„Vielfach dokumentiert, nicht zu begreifen“

Emden. Was bedeutet Gedenken heute – 78 Jahre nach der Zerstörung der Emder Altstadt am 6. September 1944? Die, die es bewusst erlebt haben, werden immer weniger. Die Relikte des Zusammenbruchs sind überbaut oder erneuert.

Aber die Erinnerung, die lebt noch. Immer wenn der Kalender den 6. September anzeigt, dann werden auch die Nachgeborenen unruhig, selbst wenn viele Ereignisse positiver Art sich später ebenfalls mit diesem Datum verknüpfen. Die Einweihung des wieder aufgebauten Rathauses am 6. September 1962 etwa – und auch dieser 60jährige Jahrestag gehörte zum Portfolio einer Gedenkfeier 2022, in der sich der Rückblick mit der Gegenwart verknüpfte.

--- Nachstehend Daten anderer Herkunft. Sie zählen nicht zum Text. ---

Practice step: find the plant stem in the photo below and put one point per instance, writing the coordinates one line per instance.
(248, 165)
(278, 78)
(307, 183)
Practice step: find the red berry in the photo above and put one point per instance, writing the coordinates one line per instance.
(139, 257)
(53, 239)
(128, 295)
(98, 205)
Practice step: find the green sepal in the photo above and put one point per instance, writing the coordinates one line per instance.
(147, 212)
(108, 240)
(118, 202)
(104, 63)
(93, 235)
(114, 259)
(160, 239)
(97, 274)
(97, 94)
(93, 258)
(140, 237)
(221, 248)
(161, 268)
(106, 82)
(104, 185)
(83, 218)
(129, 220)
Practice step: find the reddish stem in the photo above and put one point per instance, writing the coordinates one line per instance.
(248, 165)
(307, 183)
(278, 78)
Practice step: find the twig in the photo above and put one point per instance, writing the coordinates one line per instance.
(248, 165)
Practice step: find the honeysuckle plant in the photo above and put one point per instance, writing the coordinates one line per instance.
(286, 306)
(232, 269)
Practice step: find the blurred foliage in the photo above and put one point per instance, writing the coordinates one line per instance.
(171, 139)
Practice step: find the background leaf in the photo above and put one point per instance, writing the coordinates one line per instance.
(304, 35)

Schüler der BBS I gestalteten den Wortbeitrag zur Gedenkveranstaltung in der Neuen Kirche

Oberbürgermeister Tim Kruithoff wandte sich in seiner Gedenkansprache in der Neuen Kirche vielem zu: den Zerstörungen der Operation Hearing – „vielfach dokumentiert, aber nicht zu begreifen“, der Traumatisierung der Menschen – „körperlich und seelisch gezeichnet“, dem Aussehen des Ortskerns – „nur noch das Skelett einer Stadt“. Aber er ging auch den Ursachen nach, denn die Zerstörungen des Gemeinwesens hätten schon seit 1933 begonnen – „Bücherverbrennungen, Judenverfolgung, Synagogenbrand“.

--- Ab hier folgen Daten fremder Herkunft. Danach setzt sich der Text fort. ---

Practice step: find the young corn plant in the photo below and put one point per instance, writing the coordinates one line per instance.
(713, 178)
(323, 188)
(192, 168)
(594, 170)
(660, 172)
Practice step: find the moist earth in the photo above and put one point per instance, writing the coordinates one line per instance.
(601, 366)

Kruithoff ließ aber auch die andere Seite nicht aus und zählte auf, was deutsche Bomber in europäischen Städten angerichtet und damit unendliches Leid verursacht hätten. Und dann das eigentlich Schreckliche: „Das Leid und Elend unserer Vergangenheit ist die Gegenwart von heute.“ Er geißelte die Dummheit der Menschen, die grotesk anmute, weil sich die Geschichte – trotz aller Mahnungen – immer wiederhole. Angesichts dessen bleibe einem das „Nie wieder“ im Hals stecken.

Schüler der Berufsbildenden Schulen – darunter Ukrainer, alle in Schwarz gekleidet – dokumentierten diesen „Wahnsinn“ mit Erlebnissen von Flucht und Vertreibung und stellten das Damals dem Heute gegenüber. „If I can dream“ von Elvis Presley, von einer Schülerin am Klavier vorgetragen, bildete dabei den plakativen Ankerpunkt der Veranstaltung.

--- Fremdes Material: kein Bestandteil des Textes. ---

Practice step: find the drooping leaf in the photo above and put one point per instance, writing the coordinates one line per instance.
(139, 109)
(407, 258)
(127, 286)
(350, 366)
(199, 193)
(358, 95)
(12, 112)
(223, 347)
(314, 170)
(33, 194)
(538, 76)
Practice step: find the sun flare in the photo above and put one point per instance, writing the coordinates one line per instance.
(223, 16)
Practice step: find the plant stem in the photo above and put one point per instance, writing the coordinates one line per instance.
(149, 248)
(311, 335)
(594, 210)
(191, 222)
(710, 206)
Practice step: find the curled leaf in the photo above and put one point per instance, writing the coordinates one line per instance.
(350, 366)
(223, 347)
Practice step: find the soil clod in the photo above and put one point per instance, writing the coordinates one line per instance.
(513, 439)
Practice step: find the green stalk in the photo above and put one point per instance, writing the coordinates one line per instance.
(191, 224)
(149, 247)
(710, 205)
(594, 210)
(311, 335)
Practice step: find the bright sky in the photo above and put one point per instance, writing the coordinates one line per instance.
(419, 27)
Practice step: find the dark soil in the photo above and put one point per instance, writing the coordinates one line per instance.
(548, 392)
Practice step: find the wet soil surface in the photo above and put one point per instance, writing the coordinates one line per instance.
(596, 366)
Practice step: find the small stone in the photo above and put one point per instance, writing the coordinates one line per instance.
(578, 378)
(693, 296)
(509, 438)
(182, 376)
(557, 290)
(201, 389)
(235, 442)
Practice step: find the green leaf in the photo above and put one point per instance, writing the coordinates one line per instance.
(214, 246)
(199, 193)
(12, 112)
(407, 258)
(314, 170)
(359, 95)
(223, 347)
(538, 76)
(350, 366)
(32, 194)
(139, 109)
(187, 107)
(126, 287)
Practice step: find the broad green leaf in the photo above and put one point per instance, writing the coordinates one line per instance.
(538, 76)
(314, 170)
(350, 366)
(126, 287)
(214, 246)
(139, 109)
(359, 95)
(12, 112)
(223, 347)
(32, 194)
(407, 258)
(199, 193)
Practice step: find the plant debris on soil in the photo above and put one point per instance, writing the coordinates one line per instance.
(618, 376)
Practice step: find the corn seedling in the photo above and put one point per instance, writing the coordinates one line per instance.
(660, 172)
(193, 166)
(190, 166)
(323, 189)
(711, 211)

Und dann: Schweigeminute und Glockengeläut. Viele in der Stadt, mit vielen Dingen beschäftigt, mögen das gar nicht gehört oder gar überhört haben. Aber vielleicht bleibt denen, die bei der Veranstaltung dabei waren – rund 120 mögen es gewesen sein – etwas im Gedächtnis, was Tim Kruithoff zum Schluss seiner Rede erwähnte: Europa. Er verwies auf den einflussreichen französischen Aufklärer Abbé de Saint-Pierre (1658 bis 1743), dessen Ziel der ewige Friede in Europa war. Daher war es schlüssig, als Kruithoff deutlich machte, dass die europäische Idee „alternativlos“ sei.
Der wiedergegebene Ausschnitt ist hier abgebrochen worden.